I know my process is not everyone's process. I know I could no more write a book in six months then I could sing opera, nor could I write a book about something that did not speak to me in some deep and personal way.

It's difficult not to compare yourself to other writers, but I certainly don't really think that writers put up blogs for that purpose. I also think it's dangerous to think like that. Stories are like your fingerprints--yours are unique and that uniqueness is what makes them powerful. I think that's a good thing to always remember, even when other websites seem to be whispering challenges.

5 comments:

Donigan said...

It is more than dangerous for any artist of any variety to compare his or herself with any other artist to any degree, even the most trivial, in spite of what I suppose are natural curiosities and desires; it is self-destructive. My advice, unasked for, is stop doing it. You are on your own, and if you thought you couldn't handle being on your own, you would not have chosen this way of occupying your life. Now, would you.

Sorell Says... said...

Caroline you are fabulous!! Don't change a thing.
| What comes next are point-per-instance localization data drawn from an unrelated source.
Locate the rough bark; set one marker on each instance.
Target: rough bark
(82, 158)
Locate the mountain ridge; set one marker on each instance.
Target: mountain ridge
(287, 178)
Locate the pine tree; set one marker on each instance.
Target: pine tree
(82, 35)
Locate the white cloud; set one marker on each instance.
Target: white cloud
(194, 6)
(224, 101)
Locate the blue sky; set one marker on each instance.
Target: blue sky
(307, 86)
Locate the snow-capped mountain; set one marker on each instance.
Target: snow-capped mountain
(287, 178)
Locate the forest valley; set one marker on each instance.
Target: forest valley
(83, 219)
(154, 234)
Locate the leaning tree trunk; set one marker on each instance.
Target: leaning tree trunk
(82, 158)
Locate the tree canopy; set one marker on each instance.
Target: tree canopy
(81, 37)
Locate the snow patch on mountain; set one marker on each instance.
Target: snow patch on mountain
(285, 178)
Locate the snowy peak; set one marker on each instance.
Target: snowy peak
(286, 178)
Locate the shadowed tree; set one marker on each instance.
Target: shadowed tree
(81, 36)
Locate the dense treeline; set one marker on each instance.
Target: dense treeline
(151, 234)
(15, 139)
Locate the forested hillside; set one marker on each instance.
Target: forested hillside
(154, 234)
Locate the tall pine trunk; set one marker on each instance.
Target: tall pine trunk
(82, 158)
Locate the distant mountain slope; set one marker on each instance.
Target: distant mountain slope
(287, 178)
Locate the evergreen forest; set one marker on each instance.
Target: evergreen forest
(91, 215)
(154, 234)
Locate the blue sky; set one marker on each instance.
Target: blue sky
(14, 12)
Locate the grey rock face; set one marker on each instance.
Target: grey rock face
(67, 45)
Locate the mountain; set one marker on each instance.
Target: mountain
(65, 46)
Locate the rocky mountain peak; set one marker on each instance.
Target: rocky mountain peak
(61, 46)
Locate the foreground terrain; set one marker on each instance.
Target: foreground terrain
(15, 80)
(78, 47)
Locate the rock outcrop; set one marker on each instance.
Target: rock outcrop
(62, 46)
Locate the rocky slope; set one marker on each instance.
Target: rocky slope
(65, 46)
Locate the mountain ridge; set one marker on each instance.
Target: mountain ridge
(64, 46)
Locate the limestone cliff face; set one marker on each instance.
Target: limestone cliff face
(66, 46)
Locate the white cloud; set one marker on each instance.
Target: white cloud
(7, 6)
I am one of those "neater" artists with the less "cluttered" home. But remember, it is because my brain can only handle so much chaos, so much uncertainty after a lifetime of uncertainty as an actor and writer, that if I can organize it, or in other words dominate and control it...I will! Even if if it is just the way I stack my books, or the order of my clothes in my closet.

And of course I am so easily tempted on hard days of writing, like today, that a bag of miscellaneous things that is lying in my office cupboard is calling out my name. It does not need to be organized, but it can be, and like a crazy organizationally obsessed person I hear it calling my name!
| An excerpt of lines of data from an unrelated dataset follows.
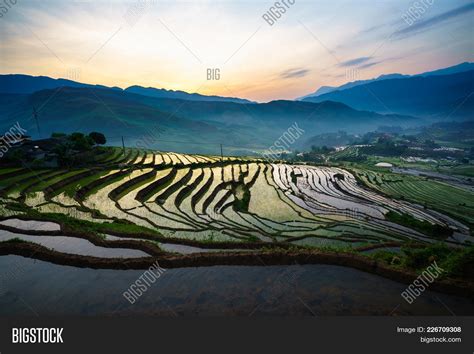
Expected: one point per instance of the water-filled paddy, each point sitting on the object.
(49, 289)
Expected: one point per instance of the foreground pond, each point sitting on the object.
(29, 287)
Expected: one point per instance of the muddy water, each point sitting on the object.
(29, 286)
(74, 245)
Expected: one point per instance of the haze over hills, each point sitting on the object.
(163, 93)
(433, 96)
(463, 67)
(24, 84)
(181, 125)
(197, 123)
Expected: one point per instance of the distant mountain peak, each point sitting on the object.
(462, 67)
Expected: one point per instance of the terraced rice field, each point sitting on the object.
(206, 198)
(452, 200)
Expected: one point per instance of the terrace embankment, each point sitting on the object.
(253, 258)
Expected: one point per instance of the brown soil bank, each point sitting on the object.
(254, 258)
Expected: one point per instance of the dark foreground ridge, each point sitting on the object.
(250, 258)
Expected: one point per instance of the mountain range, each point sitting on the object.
(179, 125)
(17, 83)
(190, 122)
(445, 71)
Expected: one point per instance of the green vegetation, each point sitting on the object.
(433, 230)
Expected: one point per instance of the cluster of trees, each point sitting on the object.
(76, 148)
(79, 141)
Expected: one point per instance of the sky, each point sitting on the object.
(174, 44)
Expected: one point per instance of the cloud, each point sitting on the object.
(368, 65)
(426, 24)
(292, 73)
(355, 62)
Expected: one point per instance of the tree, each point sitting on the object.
(98, 138)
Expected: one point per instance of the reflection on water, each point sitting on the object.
(74, 245)
(50, 289)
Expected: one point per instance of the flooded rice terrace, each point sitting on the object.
(32, 287)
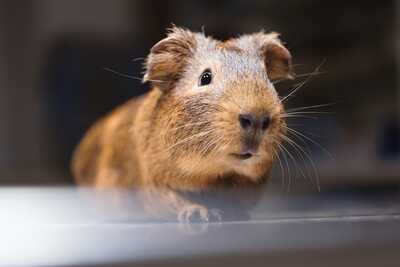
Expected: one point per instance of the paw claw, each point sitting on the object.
(198, 213)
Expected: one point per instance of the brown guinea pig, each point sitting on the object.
(212, 120)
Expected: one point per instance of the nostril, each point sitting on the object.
(246, 121)
(265, 122)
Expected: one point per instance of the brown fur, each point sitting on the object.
(178, 138)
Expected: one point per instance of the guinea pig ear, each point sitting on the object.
(168, 57)
(278, 60)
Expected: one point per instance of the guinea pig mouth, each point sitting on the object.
(243, 156)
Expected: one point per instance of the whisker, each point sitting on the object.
(310, 107)
(129, 76)
(298, 87)
(300, 151)
(311, 140)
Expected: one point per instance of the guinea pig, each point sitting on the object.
(212, 120)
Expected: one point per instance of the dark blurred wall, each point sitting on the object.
(53, 85)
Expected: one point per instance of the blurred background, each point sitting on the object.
(53, 82)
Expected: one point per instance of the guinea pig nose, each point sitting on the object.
(246, 121)
(265, 122)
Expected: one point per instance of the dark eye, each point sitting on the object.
(205, 78)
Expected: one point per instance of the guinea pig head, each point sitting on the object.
(219, 112)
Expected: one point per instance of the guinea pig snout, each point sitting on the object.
(252, 123)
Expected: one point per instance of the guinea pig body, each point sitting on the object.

And if you ever want your place organized, just invite me over, give me a big cup of coffee, put on some music and let me go for 5 hours :)

Caroline said...

Donigan, I loved your very bracing post and your advice. I'm saving it.

Clea Simon said...

I advise the kind of night I just had: Jon and I went out to see Dennis Brennan, a musician we love. He had a brush with fame in the '80s. Now his son's band is probably better known. But Dennis is the real deal: a hardworking artist who does it because he's born to. He may never be famous (again), but he has a reliable audience who appreciates incredibly well crafted and well performed rock 'n' roll. And he shows no signs of stopping. I find this incredibly inspiring.

Though of course both you and I will become famous!

Jessica Keener said...

Keep those blinders on, Caroline. I love your novels!!!